Mais l’offre logicielle autour de cette technologie a beau être importante, RSS n’échappe pas au problème classique d’Internet : comment localiser une source d’information que l’on ne connaît pas encore ? Une première solution consiste à naviguer sur les sites Internet (NewsIsFree, syndic8,…) répertoriant des milliers de canaux existant. Il est aussi possible de surfer sur différents sites Internet, de façon à repérer les icônes (oranges pour la plupart) estampillées XML ou RSS désignant les flux intéressants, et à copier/coller leurs URL dans votre logiciel préféré (cette manipulation fastidieuse pourra certainement être simplifiée par la création d’un nouveau protocole feed:// ou d’une extension du type MIME, permettant l’ajout d’un canal dans le logiciel de lecture en un seul clic). Ces techniques donnent de bons résultats, mais ne sont pas suffisantes. Le besoin de recherche par mots-clés est grandissant (le même besoin qui a vu le succès de Yahoo! ou Google pour chercher les pages disponibles sur le Web), d’autant que le nombre de canaux croit de façon exponentielle. Les moteurs de recherche permettent de trouver des informations traditionnelles de façon satisfaisante. Mais les moteurs de recherche RSS tels que blogdigger, feedster.com ou encore newstrove.com permettent de réaliser des recherches sémantiques en utilisant des métadonnées positionnées dans les fichiers RSS (les balises XML telles que
Ainsi le moins que l’on puisse dire, c’est que RSS inspire ! De nouveaux services déclinent RSS à toutes les technologies ou à tous les concepts ! Vous consultez régulièrement le site de Télérama ou de l’Equipe, mais ceux-ci ne fournissent pas de canaux RSS officiels : NewsIsFree vous en fournit un. Une URL suffit à myrss.com pour créer des canaux RSS, dans différents formats, mis à jour quotidiennement… Enfin, rssgenr8 permet de créer des flux à partir d’une page html en se basant sur la présence de certaines balises prédéfinies. Et il y a fort à parier que tout type d’information aura sa déclinaison RSS. Par exemple, vous souhaitez être averti de tout nouvel ajout de logiciel dans la base de dmoz.org : xmlhub.com vous laisse définir des termes à surveiller et génère votre flux personnalisé.
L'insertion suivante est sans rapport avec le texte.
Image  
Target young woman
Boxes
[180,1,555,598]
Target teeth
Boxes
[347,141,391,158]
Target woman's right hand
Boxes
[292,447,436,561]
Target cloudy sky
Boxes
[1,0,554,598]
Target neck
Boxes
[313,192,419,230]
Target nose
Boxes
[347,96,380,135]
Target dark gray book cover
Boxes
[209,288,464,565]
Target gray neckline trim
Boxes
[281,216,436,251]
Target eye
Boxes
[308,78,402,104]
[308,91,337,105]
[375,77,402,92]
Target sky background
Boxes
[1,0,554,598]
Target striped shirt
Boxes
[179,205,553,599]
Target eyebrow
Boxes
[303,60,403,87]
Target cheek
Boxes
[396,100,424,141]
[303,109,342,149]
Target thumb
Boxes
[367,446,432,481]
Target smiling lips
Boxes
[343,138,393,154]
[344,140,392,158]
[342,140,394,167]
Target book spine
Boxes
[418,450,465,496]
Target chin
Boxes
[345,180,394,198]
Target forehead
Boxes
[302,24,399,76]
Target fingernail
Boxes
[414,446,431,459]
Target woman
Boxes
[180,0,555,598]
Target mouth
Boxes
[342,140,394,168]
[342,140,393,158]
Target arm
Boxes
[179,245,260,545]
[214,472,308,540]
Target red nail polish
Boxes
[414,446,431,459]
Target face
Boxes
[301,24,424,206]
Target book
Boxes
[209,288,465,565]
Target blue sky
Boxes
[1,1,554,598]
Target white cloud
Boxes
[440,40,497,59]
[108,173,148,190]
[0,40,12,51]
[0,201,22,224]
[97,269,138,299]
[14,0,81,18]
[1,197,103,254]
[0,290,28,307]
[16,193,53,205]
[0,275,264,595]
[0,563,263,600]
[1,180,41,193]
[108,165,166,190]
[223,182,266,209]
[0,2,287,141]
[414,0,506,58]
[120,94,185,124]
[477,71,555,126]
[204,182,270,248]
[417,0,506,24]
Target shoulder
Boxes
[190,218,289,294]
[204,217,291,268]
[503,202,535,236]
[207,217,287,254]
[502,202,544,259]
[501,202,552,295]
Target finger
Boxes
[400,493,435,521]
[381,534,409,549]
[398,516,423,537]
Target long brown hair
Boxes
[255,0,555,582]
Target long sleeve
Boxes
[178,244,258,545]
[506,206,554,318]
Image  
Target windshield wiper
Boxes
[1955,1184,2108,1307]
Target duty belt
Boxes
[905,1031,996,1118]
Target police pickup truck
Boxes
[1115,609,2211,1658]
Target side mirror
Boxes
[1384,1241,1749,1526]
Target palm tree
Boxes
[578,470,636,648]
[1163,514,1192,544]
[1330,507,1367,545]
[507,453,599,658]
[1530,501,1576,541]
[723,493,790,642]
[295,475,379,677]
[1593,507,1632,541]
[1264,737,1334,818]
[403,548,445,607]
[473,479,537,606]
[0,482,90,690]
Mais RSS peut s’appliquer à des domaines plus spécifiques encore, comme par exemple les notifications CVS. CVS est un serveur de gestion de configuration, permettant le travail collaboratif sur des projets. Il est courant de s’abonner auprès du serveur CVS pour recevoir un courrier électronique, lorsqu’un collaborateur a modifié un fichier. Cependant le nombre de courriers générés peut être gigantesque si le projet évolue fréquemment, et si beaucoup de personnes travaillent dessus. Pour éviter la surcharge de votre messagerie, cvs2rss permet de suivre les évolutions relatives au projet au même titre que tout autre actualité et votre logiciel de messagerie retrouve sa fonction première : le courrier (et non les notifications). Cet exemple illustre simplement le fait que ce format a convaincu nombre d’utilisateurs et tend à se répandre dans tout ce qui touche à la diffusion d’information, qu’elle soit technique ou informationnelle.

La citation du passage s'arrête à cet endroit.